Voxygen Testimonial: How Can Speech Synthesis Improve User Experience?

Dydu works with technological partners, such as Voxygen to improve our callbots’ speech synthesis. Would you like to know how the creation of speech synthesis works? Understand the challenges of voice marketing? Read on to discover Christian Sassady’s experience, the sales manager at Voxygen.

Can you quickly describe your company?

Voxygen is a speech synthesis solution editor that uses artificial intelligence. We sell software solutions and create personalised voices for our clients. Voxygen was founded in 2011 as a spin-off from Orange Group. Our headquarters are in Brittany.

What use cases do your clients call on your services for? Which are the most represented sectors among your clients ?

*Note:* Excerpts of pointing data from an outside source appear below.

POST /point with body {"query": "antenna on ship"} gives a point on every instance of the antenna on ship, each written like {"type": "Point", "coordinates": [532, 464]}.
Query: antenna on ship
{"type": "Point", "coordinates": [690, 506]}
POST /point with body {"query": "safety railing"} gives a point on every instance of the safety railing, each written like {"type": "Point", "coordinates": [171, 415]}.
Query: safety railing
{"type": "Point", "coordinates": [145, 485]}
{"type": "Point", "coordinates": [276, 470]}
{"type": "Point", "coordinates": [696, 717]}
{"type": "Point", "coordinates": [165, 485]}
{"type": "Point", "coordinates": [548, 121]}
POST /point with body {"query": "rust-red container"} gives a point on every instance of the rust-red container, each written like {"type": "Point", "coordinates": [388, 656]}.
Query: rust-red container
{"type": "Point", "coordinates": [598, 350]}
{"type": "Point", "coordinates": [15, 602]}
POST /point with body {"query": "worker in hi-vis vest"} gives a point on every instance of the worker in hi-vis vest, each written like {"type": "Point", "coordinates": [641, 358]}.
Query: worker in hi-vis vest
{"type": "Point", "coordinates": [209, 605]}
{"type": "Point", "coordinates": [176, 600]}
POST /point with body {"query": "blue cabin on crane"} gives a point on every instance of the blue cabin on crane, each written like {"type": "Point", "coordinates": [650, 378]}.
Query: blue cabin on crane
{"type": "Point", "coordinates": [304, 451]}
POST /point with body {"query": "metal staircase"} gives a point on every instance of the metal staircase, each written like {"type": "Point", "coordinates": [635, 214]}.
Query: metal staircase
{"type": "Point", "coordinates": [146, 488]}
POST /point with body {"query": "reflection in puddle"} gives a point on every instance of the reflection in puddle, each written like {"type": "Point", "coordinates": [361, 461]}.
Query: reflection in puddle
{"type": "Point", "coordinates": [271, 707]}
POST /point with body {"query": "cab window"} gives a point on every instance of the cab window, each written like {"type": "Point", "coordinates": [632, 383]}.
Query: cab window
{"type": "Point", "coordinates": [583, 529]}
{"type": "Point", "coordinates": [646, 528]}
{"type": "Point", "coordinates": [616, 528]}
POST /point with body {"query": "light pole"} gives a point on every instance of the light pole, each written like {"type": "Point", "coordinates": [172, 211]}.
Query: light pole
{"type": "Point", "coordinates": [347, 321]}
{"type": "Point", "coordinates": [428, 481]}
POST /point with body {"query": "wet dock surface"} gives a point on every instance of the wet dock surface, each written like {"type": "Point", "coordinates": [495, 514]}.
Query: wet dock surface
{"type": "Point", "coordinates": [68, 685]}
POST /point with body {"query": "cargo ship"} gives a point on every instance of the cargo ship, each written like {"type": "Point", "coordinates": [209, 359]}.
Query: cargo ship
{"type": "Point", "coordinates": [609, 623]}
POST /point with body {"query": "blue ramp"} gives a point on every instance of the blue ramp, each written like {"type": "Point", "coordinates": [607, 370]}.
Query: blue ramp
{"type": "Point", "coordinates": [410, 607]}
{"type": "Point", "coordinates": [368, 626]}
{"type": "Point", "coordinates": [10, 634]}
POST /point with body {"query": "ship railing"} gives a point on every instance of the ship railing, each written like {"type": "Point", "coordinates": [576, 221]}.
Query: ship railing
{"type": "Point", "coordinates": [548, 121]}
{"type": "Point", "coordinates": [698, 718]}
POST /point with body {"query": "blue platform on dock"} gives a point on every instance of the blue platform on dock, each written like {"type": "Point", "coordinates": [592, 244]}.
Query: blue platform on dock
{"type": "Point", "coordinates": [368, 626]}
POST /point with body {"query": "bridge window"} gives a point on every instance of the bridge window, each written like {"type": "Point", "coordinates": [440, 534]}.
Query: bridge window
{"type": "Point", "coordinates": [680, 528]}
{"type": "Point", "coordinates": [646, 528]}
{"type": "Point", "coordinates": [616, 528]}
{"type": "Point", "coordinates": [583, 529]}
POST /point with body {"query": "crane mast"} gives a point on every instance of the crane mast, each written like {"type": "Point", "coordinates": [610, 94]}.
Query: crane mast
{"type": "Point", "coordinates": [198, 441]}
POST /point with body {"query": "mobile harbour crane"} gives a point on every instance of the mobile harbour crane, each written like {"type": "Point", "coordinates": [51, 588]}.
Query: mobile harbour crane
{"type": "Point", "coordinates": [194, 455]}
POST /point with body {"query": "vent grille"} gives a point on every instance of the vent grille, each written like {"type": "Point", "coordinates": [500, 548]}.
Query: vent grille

Most of our projects are in customer relations and focus on call centre and IVR (Interactive Voice Servers) issues. We work with a wide range of use cases, such as one-off messages, emergency messages or dynamic self-care scenarios (IVR, callbots). We also work a lot with transport companies for customer announcements. We are best known for the digitalisation of Simone Hérault’s voice, who has been the voice of the French rail service, SNCF, voice for more than 35 years, and who has formed a genuine relationship with users through her voice. A digitalised voice enables a seamless omnichannel user experience.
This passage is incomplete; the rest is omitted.